The last chapter of that career began on April Fools’ Day 2005, when I took office as Secretary-Treasurer of the San Francisco Building Trades. I quickly encountered new knots, complex challenges too numerous to list here and for which no instructions were provided.

I won’t claim I mastered these new knots perfectly, but I did refuse to fail.

I credit greatly the friendship and advice of Bill Nack, then Chief Executive Officer of the San Mateo Building Trades, and of Bill Wong, then Senior Field Representative for Carpenters 22. Much credit also is due Larry Mazzola, Sr., who often disagreed with me politically but left me room to do my job and supported me in it.

Much credit is due many others, as well. Rank-and-filers, Business Managers and Representatives, Organizers – no Secretary-Treasurer succeeds without their work.

A year ago I informed the Council this term would be my last and urged it to build consensus well before my retirement on my successor. In this way, even though he or she would have to stand for election, the Council could hire him or her as a Business Representative to work beside me awhile.
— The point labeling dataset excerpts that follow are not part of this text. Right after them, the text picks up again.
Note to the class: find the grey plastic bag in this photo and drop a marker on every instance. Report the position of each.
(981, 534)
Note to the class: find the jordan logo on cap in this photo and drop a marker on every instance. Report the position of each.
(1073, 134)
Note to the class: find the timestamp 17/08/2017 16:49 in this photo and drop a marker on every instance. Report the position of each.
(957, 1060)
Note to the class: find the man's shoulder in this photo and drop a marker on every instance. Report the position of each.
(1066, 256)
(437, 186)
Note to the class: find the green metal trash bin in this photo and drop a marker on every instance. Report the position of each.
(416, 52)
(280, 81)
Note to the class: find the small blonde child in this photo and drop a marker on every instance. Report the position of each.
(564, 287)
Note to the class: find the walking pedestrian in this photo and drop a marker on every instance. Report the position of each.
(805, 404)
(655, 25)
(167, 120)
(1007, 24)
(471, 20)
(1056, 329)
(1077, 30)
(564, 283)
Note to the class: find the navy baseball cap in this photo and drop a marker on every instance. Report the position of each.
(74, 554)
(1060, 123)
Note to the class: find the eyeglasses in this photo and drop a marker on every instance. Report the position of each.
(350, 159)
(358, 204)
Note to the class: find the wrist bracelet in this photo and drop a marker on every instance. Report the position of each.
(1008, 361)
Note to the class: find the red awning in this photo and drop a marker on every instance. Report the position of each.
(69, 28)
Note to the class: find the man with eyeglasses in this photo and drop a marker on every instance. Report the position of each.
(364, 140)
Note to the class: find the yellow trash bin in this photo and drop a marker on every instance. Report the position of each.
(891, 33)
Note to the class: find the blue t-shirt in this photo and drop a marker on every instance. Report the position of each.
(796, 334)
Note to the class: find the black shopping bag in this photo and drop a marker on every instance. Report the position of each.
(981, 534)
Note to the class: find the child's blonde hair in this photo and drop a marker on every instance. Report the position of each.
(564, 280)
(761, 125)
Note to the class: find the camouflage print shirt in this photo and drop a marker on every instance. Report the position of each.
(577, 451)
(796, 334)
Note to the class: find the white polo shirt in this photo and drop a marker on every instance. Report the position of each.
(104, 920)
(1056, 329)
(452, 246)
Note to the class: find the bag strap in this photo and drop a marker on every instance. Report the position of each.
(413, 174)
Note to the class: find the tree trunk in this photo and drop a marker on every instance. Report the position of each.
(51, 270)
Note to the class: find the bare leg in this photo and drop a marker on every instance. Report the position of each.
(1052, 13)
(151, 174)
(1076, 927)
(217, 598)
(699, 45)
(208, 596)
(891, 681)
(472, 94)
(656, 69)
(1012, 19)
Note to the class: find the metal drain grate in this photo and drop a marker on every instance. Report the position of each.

I could teach the knots.

The Council settled on Tim Paulson.

Tim is a tile setter and member of Bricklayers and Allied Crafts 3, a former officer of that local, and a former Council Vice President. Working in Labor outside of the Trades in recent years, he organized janitors for the Service Employees International Union, handled politics for the San Mateo Labor Council, and was Executive Director of the San Francisco Labor Council. Working for the Building Trades is something of a homecoming for him.

And while I have engaged in politics only with a certain distaste, as part of the job, Tim thrives there; he is chair of the California Democratic Party’s Labor Caucus.

He’ll do fine as Secretary-Treasurer of the Council, but he will often need the support and advice on which I myself depended.

I count on you to provide it. As he succeeds, the Council succeeds.


When Workers Stand Together They Win

Tim Paulson

by Tim Paulson, Secretary-Treasurer-Elect
San Francisco Building & Construction Trades Council

P.H. McCarthy, the first Secretary-Treasurer of the Building and Construction Trades Council (1901-1922), was known to clash with the San Francisco Labor Council. That history, a century ago, when the entire labor movement was asserting a major foothold to protect workers in San Francisco, is both painful and exciting to read.

The Building Trades Council fought and secured union-only closed shops and contractors for construction workers at good wages, experimented in innovative solidarity and strikes with other unions, and too often overreached for strength by employing racism and exclusion. And sometimes they’d sell out other unions that were not in the building trades council.

But P.H. McCarthy, like all Secretary-Treasurers of the San Francisco Building Trades Councils, was a tradesman first, a principal officer of his union, Carpenters Local 22, and fought the bosses.

Today the two councils are currently working together to secure two pieces of legislation that will advance and increase wages and benefits to men and women throughout San Francisco: a Citywide Project Labor agreement for construction and amending the City’s Living Wage for the lowest paid workers under City contracts. Both pieces of legislation are languishing in committee and I want to thank all of you who have been to numerous hearings.

One hundred years ago we excluded Asians, Latinos, African Americans and women from unions.

Today many of our best leaders are women, Asian, Latino and African American who actively fight to organize all workers into the trade union movement. Like much of America the Union movement had bad moments but today unions are the only self-sustaining organization that fights for workers’ rights. And despite fighting for good wages, health care, safety, and retirement benefits we fight for women’s rights, civil rights, LGBRQ rights, and immigrant rights.

Together, as union members, we have a voice at work.

On July 6, 2018 I was honored by the 32 unions of this Building Trades Council to be unanimously elected as your next Secretary-Treasurer. Like P.H McCarthy I am a trade unionist first, (BAC Local 3); everything else is second: Democrat, Progressive, etc.

For the past 13 years Mike Theriault and I have worked together as executive officers of San Francisco’s two councils and one of the best things Mike and I did was combine both councils’ offices at 1188 Franklin St. This move helped immensely with collaboration (and prevented us from staying too angry with each other for long….)

I congratulate Mike for his dedication to the labor movement and the building trades. And I am a bit envious as I wish he and his wife, Diana, a well-earned retirement.